Honoured To Help

Julian Darby speaks exclusively to the club's official website ahead of Saturday's game against Bristol City

Having clocked up over 300 games for Wanderers, Julian Darby will fulfill personal ambition of his own on Saturday when he is involved with the first team staff for Bristol City’s visit to the Reebok Stadium.

Farnworth-born Darby, an enthusiastic midfielder during his playing days, spent seven years with Wanderers in a spell that ended in 1993 after a transfer to Coventry City.

As a result, Darby never had the opportunity to represent the Trotters at their multimillion pound 28,723-seater Reebok Stadium - home to the club since 1997.

Though having been given the nod by lifelong friend and the club’s current interim boss Jimmy Phillips to lend a helping hand with the first team, Darby is now set to play his part this coming Saturday.

“I obviously played at Burnden Park and really enjoyed my time there,” he explained on Friday at the club’s Euxton-based training facility. “After my playing career with Bolton had finished, the club then moved onto the Reebok Stadium.

“I remember thinking ‘well, I’m not going to play there anymore, but I’d love to be involved somehow in a game at the Reebok at some point’. Hopefully that’ll come true tomorrow and it will be a great honour.
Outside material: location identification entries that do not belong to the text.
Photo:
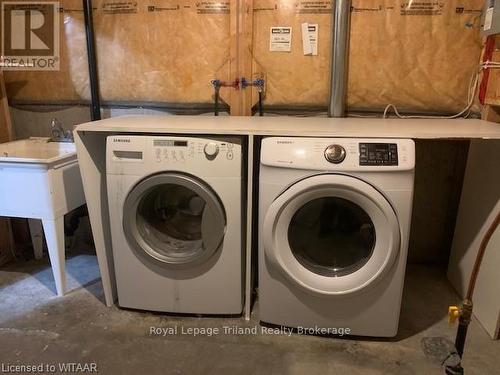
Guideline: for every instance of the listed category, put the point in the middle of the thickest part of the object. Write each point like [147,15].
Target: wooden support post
[241,30]
[6,242]
[5,121]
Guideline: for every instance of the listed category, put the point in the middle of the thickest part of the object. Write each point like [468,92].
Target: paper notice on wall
[310,39]
[280,39]
[488,19]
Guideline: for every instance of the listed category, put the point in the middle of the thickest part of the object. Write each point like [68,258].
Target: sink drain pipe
[341,14]
[95,108]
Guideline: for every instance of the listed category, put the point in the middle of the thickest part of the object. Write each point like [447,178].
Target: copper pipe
[480,256]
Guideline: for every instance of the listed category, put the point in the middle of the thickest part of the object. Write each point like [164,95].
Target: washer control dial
[211,150]
[335,154]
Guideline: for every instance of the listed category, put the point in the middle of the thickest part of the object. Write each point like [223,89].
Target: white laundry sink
[36,150]
[40,180]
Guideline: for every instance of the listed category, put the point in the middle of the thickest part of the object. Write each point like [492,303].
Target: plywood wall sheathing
[493,89]
[417,56]
[147,50]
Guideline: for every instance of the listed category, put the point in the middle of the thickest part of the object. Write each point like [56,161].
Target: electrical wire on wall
[471,94]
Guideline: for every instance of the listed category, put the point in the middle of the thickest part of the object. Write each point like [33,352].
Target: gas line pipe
[463,312]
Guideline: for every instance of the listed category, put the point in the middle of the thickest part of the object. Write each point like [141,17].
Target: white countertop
[299,126]
[36,150]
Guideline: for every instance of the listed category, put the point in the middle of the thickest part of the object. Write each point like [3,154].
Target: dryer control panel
[378,154]
[339,154]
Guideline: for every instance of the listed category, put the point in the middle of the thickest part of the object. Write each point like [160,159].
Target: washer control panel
[378,154]
[180,150]
[137,154]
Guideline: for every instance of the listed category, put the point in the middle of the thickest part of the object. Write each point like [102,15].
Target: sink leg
[54,234]
[36,232]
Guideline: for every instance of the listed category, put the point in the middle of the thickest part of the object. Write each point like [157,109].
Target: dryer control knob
[335,154]
[211,150]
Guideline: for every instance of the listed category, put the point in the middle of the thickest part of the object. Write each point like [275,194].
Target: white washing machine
[334,222]
[175,206]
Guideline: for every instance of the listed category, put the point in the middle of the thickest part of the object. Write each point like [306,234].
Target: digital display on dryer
[378,154]
[169,143]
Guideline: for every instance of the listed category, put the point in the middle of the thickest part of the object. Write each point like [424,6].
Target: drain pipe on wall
[341,14]
[95,107]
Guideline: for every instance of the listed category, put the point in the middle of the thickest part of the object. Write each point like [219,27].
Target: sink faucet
[58,132]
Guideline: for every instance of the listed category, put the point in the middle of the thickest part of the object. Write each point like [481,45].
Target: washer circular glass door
[331,234]
[175,219]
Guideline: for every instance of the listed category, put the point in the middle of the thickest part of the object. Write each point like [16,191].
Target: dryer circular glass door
[175,219]
[331,234]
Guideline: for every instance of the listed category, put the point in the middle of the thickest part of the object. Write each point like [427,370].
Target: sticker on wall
[121,7]
[212,7]
[280,39]
[310,39]
[422,8]
[314,7]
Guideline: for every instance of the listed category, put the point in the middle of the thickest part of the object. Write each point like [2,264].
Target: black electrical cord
[216,101]
[261,107]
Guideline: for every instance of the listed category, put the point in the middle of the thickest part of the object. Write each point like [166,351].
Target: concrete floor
[36,327]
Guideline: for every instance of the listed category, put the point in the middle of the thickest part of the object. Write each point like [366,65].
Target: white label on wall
[488,19]
[313,37]
[310,39]
[280,39]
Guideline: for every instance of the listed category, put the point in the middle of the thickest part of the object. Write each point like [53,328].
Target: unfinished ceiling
[418,56]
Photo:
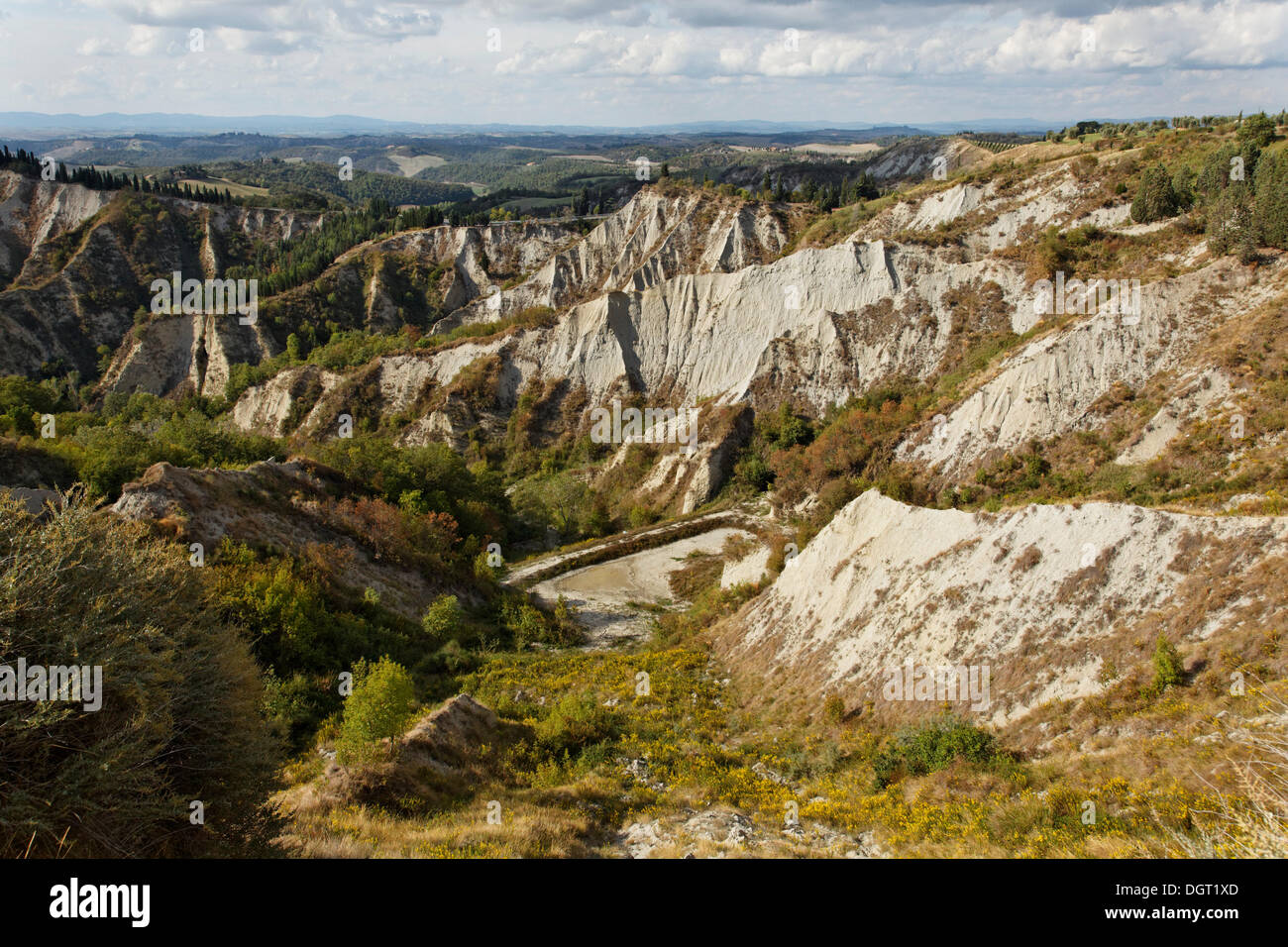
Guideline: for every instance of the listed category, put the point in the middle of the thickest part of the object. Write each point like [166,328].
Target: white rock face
[196,350]
[266,407]
[34,211]
[795,326]
[1033,592]
[1048,386]
[651,240]
[1197,398]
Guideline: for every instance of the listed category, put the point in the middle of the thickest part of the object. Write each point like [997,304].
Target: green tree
[1155,198]
[1168,669]
[380,707]
[442,617]
[1257,129]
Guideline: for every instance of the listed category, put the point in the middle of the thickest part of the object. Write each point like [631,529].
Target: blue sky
[619,62]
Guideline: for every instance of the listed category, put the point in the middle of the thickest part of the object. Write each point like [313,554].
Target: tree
[380,706]
[442,617]
[1155,198]
[1271,200]
[179,697]
[1257,131]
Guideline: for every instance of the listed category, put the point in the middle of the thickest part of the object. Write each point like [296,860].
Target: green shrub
[1168,668]
[935,745]
[180,715]
[442,617]
[380,706]
[575,723]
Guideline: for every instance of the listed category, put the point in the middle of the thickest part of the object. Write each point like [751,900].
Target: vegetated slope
[1051,598]
[300,508]
[82,263]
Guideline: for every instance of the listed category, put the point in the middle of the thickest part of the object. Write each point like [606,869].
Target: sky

“You only have to look at the Reebok from a distance to realise what a fantastic stadium it is and the set-up there is fantastic. As I say, it has always been an ambition of mine to be involved on a matchday there in some capacity.

“On Tuesdays I have been going down to the academy to help Nicky Spooner out with the under-16 team. It was as we were finishing our morning session that Sammy (Lee) pulled me to one side and said that he and Jimmy (Phillips) wanted to speak with me.

“That was when I found out what had happened with Owen (Coyle) and that Jimmy and Sammy had been put in temporary charge.

“I know the two of them very well, Jimmy from my schooldays and Sammy from his time at Bolton as a player, coach and manager. They asked me if I was willing to come and give them a hand in this interim period and that was very much it.

“We’re under no illusions. We don’t know how long it’s going to be. It maybe a few days, a couple of weeks, maybe a month – we don’t know.

“We’ll just keep going, keep preparing the best we can and doing what’s right both on and off the pitch. If we’re able to progress and move the team forward in that time then that would be fantastic.”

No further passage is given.